NGOs too can research where they could or should work, or with whom.

I’ve been working on tools to make such structural diagrams, and also start to explore financial flow diagrams. The data on committed and disbursed can be visualised if the linking is right.

HSA commitments and disbursementsThe Ministry is also working on their own dashboards, and they are openly available for inspection. They show the multi-tier structure as well.

For instance, they show an overview of the results for a programme in that same multi-tier structure. With results, indicators, and a progress bar for each indicator.

First version results overview in a partnership in the dashboard of the Ministry

They don’t aggregate the data: it’s simply the list of all indicators on each level right now. It’s simply a view on progress: interpretation and aggregation into higher-level goals or different Theories of Change are not in the data.

Hopefully by now, you already imagine all kinds of ethical and methodological issues, around privacy, security, ownership, data literacy, accountability, and so on.

There are profound changes happening in organisations that embark on this trajectory: cultural, organisational and technical changes.

I won’t go into all of that here and now, but will take a practical angle now.

The guinea pigs right now are 25 Strategic Partnerships, where organisations work together on a 5-year programme. Together, a couple of dozen organisations started publishing data in the IATI format.

There are plenty of practical issues that are being solved now, and these Strategic Partnerships are currently setting up their results frameworks, so there’s not a lot there yet.

But: these Partnerships will continue publishing data for another 4.5 years.

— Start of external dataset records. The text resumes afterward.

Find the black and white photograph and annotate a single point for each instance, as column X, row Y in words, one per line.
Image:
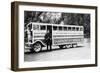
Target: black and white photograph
column 51, row 36
column 56, row 36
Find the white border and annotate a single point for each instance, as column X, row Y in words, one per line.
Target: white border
column 33, row 64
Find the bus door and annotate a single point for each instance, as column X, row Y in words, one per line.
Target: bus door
column 49, row 27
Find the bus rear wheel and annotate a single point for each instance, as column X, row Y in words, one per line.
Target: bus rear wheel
column 61, row 46
column 37, row 47
column 74, row 45
column 68, row 46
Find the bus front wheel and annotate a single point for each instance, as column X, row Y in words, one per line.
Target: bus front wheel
column 74, row 45
column 60, row 46
column 37, row 47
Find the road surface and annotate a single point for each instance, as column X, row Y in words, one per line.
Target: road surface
column 78, row 53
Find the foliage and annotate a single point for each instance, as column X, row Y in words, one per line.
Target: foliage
column 58, row 18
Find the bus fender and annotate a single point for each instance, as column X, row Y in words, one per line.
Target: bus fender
column 39, row 41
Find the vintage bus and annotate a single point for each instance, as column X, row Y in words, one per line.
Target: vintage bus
column 64, row 36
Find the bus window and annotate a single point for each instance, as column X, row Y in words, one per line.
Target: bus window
column 42, row 27
column 73, row 28
column 81, row 29
column 35, row 27
column 60, row 28
column 54, row 27
column 77, row 29
column 69, row 28
column 65, row 28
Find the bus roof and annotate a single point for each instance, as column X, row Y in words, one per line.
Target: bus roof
column 37, row 23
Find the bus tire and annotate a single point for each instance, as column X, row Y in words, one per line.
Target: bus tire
column 74, row 45
column 61, row 46
column 68, row 46
column 37, row 47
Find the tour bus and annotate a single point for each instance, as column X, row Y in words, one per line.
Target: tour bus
column 64, row 36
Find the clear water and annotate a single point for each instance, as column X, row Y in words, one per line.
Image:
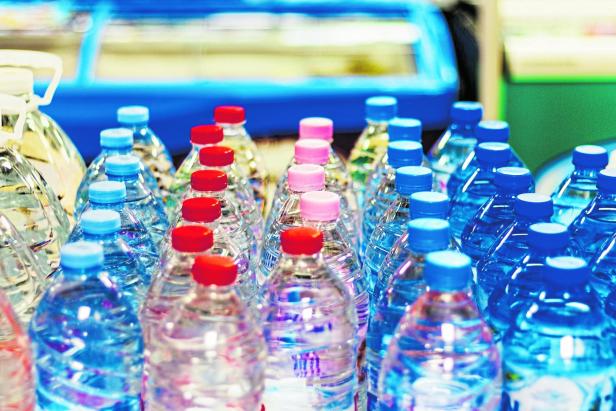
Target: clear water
column 310, row 326
column 87, row 345
column 442, row 357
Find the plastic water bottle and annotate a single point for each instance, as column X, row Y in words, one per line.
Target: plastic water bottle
column 454, row 146
column 86, row 338
column 497, row 213
column 221, row 158
column 147, row 207
column 479, row 187
column 247, row 156
column 209, row 352
column 404, row 287
column 121, row 261
column 580, row 187
column 392, row 224
column 486, row 132
column 511, row 245
column 372, row 143
column 113, row 141
column 148, row 146
column 200, row 136
column 597, row 222
column 310, row 325
column 557, row 354
column 16, row 380
column 442, row 356
column 302, row 179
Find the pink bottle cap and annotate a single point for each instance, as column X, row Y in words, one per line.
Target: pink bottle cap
column 318, row 128
column 306, row 177
column 320, row 206
column 311, row 151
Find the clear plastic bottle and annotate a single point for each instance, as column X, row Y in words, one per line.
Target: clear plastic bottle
column 453, row 147
column 511, row 245
column 200, row 136
column 113, row 141
column 209, row 353
column 479, row 187
column 371, row 145
column 392, row 223
column 442, row 356
column 147, row 207
column 403, row 288
column 310, row 325
column 497, row 213
column 580, row 187
column 247, row 156
column 86, row 338
column 148, row 146
column 557, row 354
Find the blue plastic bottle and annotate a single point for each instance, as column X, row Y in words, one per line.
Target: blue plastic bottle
column 580, row 187
column 392, row 223
column 479, row 187
column 403, row 288
column 511, row 245
column 497, row 213
column 557, row 355
column 86, row 338
column 452, row 148
column 442, row 356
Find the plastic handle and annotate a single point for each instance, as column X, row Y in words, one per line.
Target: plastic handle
column 35, row 60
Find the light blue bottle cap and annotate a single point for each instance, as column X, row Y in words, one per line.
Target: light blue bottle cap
column 492, row 131
column 404, row 129
column 124, row 165
column 589, row 156
column 533, row 205
column 429, row 204
column 466, row 112
column 81, row 255
column 100, row 222
column 447, row 271
column 411, row 179
column 381, row 108
column 133, row 115
column 116, row 138
column 548, row 236
column 428, row 234
column 107, row 192
column 566, row 271
column 493, row 154
column 404, row 153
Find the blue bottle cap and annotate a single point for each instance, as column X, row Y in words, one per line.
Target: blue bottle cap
column 548, row 236
column 116, row 138
column 533, row 205
column 492, row 131
column 100, row 222
column 404, row 129
column 429, row 204
column 566, row 271
column 428, row 234
column 133, row 115
column 493, row 154
column 589, row 156
column 447, row 271
column 404, row 153
column 107, row 192
column 381, row 108
column 81, row 255
column 411, row 179
column 124, row 165
column 466, row 112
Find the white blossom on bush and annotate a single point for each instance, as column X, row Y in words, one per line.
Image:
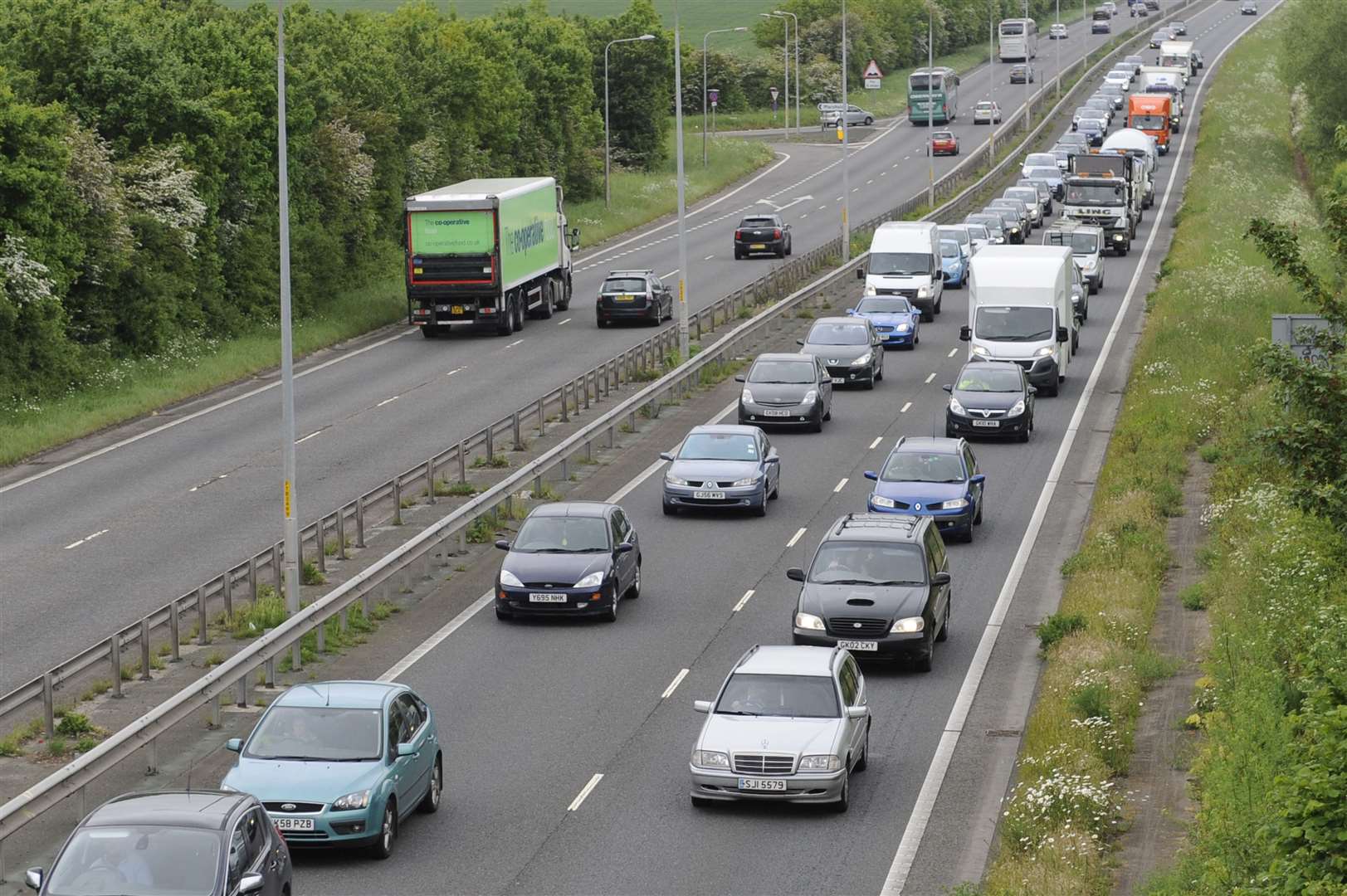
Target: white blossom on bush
column 158, row 183
column 354, row 168
column 23, row 280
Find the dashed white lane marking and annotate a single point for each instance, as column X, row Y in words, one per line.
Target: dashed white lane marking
column 86, row 538
column 678, row 679
column 575, row 803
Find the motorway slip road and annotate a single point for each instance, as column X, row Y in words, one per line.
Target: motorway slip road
column 132, row 527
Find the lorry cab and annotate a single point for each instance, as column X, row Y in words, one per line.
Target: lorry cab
column 1020, row 310
column 905, row 261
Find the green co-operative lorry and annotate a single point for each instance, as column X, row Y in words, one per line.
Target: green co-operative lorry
column 488, row 252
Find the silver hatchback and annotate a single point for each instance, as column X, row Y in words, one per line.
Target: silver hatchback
column 789, row 723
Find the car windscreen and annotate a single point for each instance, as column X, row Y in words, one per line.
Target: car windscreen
column 1094, row 194
column 986, row 379
column 624, row 285
column 884, row 304
column 838, row 333
column 562, row 535
column 921, row 466
column 138, row 859
column 1013, row 324
column 317, row 733
column 718, row 446
column 900, row 263
column 868, row 563
column 783, row 373
column 788, row 695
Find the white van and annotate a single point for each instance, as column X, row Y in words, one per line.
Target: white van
column 1020, row 310
column 905, row 261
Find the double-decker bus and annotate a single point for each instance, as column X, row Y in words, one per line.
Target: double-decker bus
column 932, row 96
column 1018, row 39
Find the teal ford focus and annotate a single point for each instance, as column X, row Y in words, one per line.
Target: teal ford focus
column 343, row 763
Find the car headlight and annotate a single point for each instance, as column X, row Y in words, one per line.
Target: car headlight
column 827, row 763
column 593, row 580
column 808, row 620
column 359, row 799
column 710, row 759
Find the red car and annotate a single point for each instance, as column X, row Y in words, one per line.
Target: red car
column 943, row 143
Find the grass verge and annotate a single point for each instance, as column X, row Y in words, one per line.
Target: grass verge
column 1213, row 304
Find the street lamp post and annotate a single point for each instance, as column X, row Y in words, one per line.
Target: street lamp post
column 608, row 194
column 786, row 56
column 847, row 183
column 705, row 93
column 683, row 348
column 797, row 64
column 287, row 367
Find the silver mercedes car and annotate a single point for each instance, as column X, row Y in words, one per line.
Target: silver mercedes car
column 789, row 723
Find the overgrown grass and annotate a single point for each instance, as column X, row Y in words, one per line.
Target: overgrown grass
column 1188, row 380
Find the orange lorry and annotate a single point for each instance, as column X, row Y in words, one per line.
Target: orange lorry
column 1149, row 114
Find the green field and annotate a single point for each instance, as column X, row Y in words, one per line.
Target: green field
column 695, row 17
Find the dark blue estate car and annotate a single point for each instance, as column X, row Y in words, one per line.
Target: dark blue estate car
column 932, row 477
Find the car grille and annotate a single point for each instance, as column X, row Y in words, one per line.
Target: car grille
column 764, row 764
column 275, row 806
column 857, row 626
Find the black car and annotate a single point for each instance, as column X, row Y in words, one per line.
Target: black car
column 850, row 349
column 571, row 558
column 171, row 842
column 990, row 397
column 763, row 233
column 879, row 585
column 633, row 295
column 786, row 390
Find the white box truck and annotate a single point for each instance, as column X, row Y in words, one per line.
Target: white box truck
column 486, row 252
column 1020, row 310
column 905, row 261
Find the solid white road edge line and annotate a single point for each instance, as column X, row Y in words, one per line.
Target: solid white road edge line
column 194, row 416
column 575, row 803
column 921, row 809
column 678, row 679
column 486, row 600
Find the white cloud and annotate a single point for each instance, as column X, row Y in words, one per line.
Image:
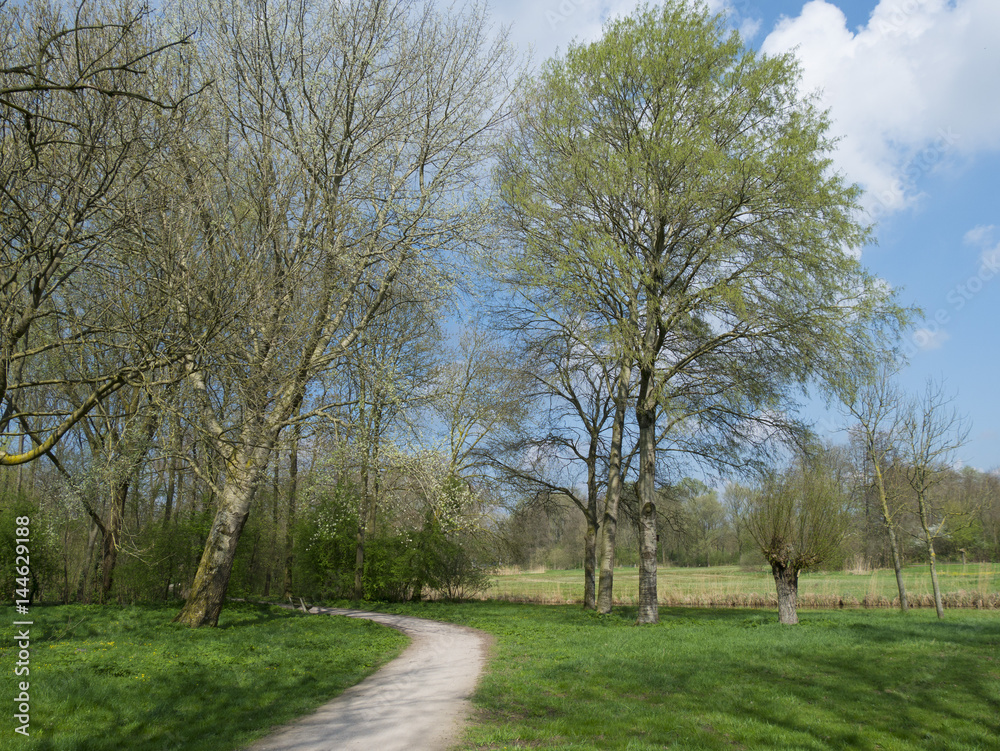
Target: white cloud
column 930, row 338
column 916, row 87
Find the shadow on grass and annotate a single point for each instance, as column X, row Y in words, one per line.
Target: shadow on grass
column 129, row 679
column 714, row 679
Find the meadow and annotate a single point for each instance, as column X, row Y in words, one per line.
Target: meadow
column 708, row 680
column 127, row 679
column 971, row 585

IATI as a field of, or tool for research?

That brings me to the questions I promised at the start. So some questions that come to my mind:

  • Does the data help practitioners to communicate about their work?
  • Can linking data sources help practitioners in doing their work?
  • Does linking activities and data sources lead to better data quality?
  • Can the data help study patterns of collaboration, plans and strategies?
  • Can the availability of results data help improve studies on impact?

Somewhere last century, I graduated on knowledge engineering. As I mentioned at the start: now that we’re getting close to linked data, I’m feeling “academic itches” again, and would love to see if there are possibilities to explore such questions together.